We don’t yet know on what dates contacts between the DWP and Digilog took place. What we do know, however, is that, in November 2004 Capita Group Plc bought Brownsword Ltd, an insurance claims investigation service, in a multi-million pound deal. As part of the deal, Capita received an exclusive 10 year licence to use Digilog’s Advanced Validation Solutions system – which includes VRA – within the insurance industry. At the same time Capita also acquired an exclusive licence from Digilog to use the systems in the public sector in the UK. In other words, if a government department such as the DWP wishes to use Voice Risk Analysis software, they will have to hand over cash to Capita.
Ron Aldridge, Executive Chairman of Capita, expressed his delight at the acquisition, explaining that “This represents a significant opportunity for us as we do not currently use this software and associated techniques in the public sector and we wish to explore with our clients the application of this powerful solution to support entitlement and anti-fraud programmes further.”
One of Capita’s many public sector clients is the DWP, with whom they have a wide range of contracts, including one for transcribing notes for Fraud Officers who have carried out interviews under caution with claimants.

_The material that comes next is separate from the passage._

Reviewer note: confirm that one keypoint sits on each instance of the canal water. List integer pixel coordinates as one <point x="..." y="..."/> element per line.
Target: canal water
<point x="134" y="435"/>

There are two deeply disturbing aspects to this story. The first is that the DWP are continuing to look at the possibility of using lie detectors on claimants, particularly at a time when they are switching to carrying out more and more work by using a combination of IT and telephone systems. It isn’t hard to see how such technology could be used on claimants when quizzing them about their health problems in relation to Disability Living Allowance and Incapacity Benefit. The distress this might cause to already increasingly stigmatised benefits claimants can also easily be imagined.
The second is that no records appear to be being kept of the DWP’s investigations into lie detectors or of their contacts with the private sector in regard to what could be a very lucrative area of private sector involvement. It is alarming that the Programme Protection Division, whose role is to protect taxpayers money, seems to take such a relaxed attitude towards keeping records of its own activities.
On 18 February the DWP announced the appointment of Dr Bill Gunnyeon as Chief Medical Adviser, Medical Director and Chief Scientist to the Department for Work and Pensions. According to Richard Mottram, Permanent Secretary at the DWP:
"Dr Gunnyeon will be taking on an exciting and challenging welfare reform agenda which will be delivered at the same time as a wholesale modernisation of all our businesses and IT systems."
In order to take up the post, Dr Gunnyeon will be giving up his current position . . . as Medical Director of Capita Health Solutions.